C’est la raison pour laquelle plusieurs passages de l’Ancien Testament présentent le cœur comme le lieu de l’Alliance entre Dieu et les hommes. Le livre de Jérémie (31,33) mentionne : « Voici donc l’alliance que je conclurai avec la communauté d’Israël après ces jours-là, oracle du Seigneur : je déposerai mes directives au fond d’eux-mêmes, les inscrivant dans leur être. »

À nouvelle Alliance, nouveau cœur !

Le prophète Ézéchiel (36,26), quant à lui, révèle encore plus le lieu d’Alliance : « Je vous donnerai un cœur neuf et je mettrai en vous un esprit neuf, j’enlèverai de votre corps le cœur de pierre et je vous donnerai un cœur de chair. » La réponse humaine à cette promesse divine se trouve au psaume 40, 8 : « Je veux faire ta volonté, mon Dieu ! Et ta loi est au fond de mon cœur. »

L’Ancien Testament nous enseigne donc que la notion du cœur en tant que siège de l’âme et lieu d’Alliance est présente dans le plan divin bien avant la venue du Christ.

Le Nouveau Testament reprend l’idée du cœur comme siège de l’Alliance. L’épitre aux Galates (4-6) l’explicite clairement : « Et parce que vous êtes fils, Dieu a envoyé dans nos cœurs l’Esprit de son Fils, lequel crie : Abba ! Père. »

L’épisode de la lance de Longinus qui transperce le cœur de Jésus sur la croix, rapporté par l’évangile de Jean (19, 34), est le symbole ultime de cette nouvelle Alliance.

Au-delà de l’horrible plaie physique qu’elle cause, la lance, qui transperce le cœur du Christ, incarne avant tout le mal des hommes qui meurtrissent le Sauveur. Symboliquement, c’est donc le sacrifice du cœur du Christ, en tant que siège de l’âme, qui obtient la rédemption des péchés pour l’humanité.

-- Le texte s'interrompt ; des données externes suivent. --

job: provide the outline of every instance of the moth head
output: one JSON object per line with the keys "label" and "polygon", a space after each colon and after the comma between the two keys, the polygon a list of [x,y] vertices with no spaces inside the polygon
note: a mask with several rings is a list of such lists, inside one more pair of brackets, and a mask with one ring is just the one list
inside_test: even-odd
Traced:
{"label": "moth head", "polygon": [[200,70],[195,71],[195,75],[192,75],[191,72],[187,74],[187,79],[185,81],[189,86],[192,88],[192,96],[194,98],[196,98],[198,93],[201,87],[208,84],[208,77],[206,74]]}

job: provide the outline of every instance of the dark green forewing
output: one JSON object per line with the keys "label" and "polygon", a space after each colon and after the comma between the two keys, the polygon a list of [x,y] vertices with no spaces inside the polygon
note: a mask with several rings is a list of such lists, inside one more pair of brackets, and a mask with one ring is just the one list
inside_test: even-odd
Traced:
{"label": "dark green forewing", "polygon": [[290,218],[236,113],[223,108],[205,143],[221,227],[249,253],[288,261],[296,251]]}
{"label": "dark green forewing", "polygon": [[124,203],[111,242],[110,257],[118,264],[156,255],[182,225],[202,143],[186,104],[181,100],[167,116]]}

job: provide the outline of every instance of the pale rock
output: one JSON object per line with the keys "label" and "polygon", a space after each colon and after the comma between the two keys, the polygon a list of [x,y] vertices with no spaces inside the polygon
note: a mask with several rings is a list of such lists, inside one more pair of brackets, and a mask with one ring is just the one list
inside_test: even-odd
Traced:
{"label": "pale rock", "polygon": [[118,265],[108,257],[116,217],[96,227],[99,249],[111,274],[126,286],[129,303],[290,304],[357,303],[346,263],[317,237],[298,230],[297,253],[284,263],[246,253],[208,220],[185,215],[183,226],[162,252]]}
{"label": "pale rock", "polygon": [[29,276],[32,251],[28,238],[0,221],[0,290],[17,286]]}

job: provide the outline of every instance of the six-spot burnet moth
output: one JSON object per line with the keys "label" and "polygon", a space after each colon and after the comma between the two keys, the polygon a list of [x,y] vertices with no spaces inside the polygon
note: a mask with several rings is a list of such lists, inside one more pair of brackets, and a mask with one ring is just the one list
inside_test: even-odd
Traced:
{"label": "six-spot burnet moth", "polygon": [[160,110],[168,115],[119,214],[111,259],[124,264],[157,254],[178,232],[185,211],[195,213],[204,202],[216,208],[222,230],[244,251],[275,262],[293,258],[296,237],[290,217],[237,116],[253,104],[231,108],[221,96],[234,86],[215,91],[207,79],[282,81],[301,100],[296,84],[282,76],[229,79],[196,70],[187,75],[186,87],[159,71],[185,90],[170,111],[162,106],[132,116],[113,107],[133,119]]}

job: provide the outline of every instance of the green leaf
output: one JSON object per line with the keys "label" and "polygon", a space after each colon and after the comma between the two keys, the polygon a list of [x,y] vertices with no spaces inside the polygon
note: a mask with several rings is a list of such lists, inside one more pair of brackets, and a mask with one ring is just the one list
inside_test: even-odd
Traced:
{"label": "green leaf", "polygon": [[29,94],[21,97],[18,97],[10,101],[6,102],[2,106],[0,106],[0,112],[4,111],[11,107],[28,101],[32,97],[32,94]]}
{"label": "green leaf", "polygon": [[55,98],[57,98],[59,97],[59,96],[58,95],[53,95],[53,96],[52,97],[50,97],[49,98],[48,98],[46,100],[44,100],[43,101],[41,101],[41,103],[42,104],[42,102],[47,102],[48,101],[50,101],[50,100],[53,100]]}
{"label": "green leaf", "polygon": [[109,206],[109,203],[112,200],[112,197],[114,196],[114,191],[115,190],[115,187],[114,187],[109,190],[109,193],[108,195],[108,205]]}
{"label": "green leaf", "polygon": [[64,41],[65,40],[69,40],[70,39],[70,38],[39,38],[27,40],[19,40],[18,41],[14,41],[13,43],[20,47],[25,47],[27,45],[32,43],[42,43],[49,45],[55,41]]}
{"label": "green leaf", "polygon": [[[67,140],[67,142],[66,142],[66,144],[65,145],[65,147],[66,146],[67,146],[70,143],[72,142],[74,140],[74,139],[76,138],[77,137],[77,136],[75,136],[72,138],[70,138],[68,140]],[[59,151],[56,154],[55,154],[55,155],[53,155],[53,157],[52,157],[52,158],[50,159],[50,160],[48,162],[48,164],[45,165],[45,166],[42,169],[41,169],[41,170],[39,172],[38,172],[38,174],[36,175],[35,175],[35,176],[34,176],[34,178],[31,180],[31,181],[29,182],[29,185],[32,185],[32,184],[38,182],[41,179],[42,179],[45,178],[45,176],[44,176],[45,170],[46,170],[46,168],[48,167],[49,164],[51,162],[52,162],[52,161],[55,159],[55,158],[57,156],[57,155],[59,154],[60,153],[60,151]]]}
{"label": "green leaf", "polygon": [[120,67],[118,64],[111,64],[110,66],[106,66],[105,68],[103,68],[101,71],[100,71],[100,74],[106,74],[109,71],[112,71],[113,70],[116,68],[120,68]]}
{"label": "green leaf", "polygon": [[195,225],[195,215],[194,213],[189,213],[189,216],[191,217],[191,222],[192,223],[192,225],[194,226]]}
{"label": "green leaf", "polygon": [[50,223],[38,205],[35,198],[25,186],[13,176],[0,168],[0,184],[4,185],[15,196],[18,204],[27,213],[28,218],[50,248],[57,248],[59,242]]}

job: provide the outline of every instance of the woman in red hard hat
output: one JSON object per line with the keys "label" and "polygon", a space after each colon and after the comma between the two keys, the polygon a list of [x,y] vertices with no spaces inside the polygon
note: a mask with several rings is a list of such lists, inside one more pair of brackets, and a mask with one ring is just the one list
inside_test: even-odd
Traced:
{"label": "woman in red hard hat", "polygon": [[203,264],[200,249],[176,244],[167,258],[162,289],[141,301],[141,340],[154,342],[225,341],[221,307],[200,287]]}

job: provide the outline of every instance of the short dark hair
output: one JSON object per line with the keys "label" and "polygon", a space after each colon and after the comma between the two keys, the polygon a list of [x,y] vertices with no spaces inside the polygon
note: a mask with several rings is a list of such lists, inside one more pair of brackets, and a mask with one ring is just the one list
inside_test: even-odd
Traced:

La première fête officielle à être consacrée au Cœur de Jésus l’est d’ailleurs en lien avec cet épisode : en 1353, le pape Innocent VI proclame la fête de la sainte Lance dans l’Empire romain germanique.

Les écrits et les apparitions

Une longue lignée d’auteurs chrétiens ont écrit à propos du Sacré-Cœur de Jésus : Anselme de Cantorbéry, Bernard de Clairvaux, Albert le Grand, Catherine de Sienne, François de Sales, Pierre de Bérulle, Vincent de Paul, Jean Eudes et Bossuet, pour ne nommer que les principaux. La réflexion théologique sur le sujet est donc très vaste et couvre toutes les périodes historiques depuis le Moyen-Âge. 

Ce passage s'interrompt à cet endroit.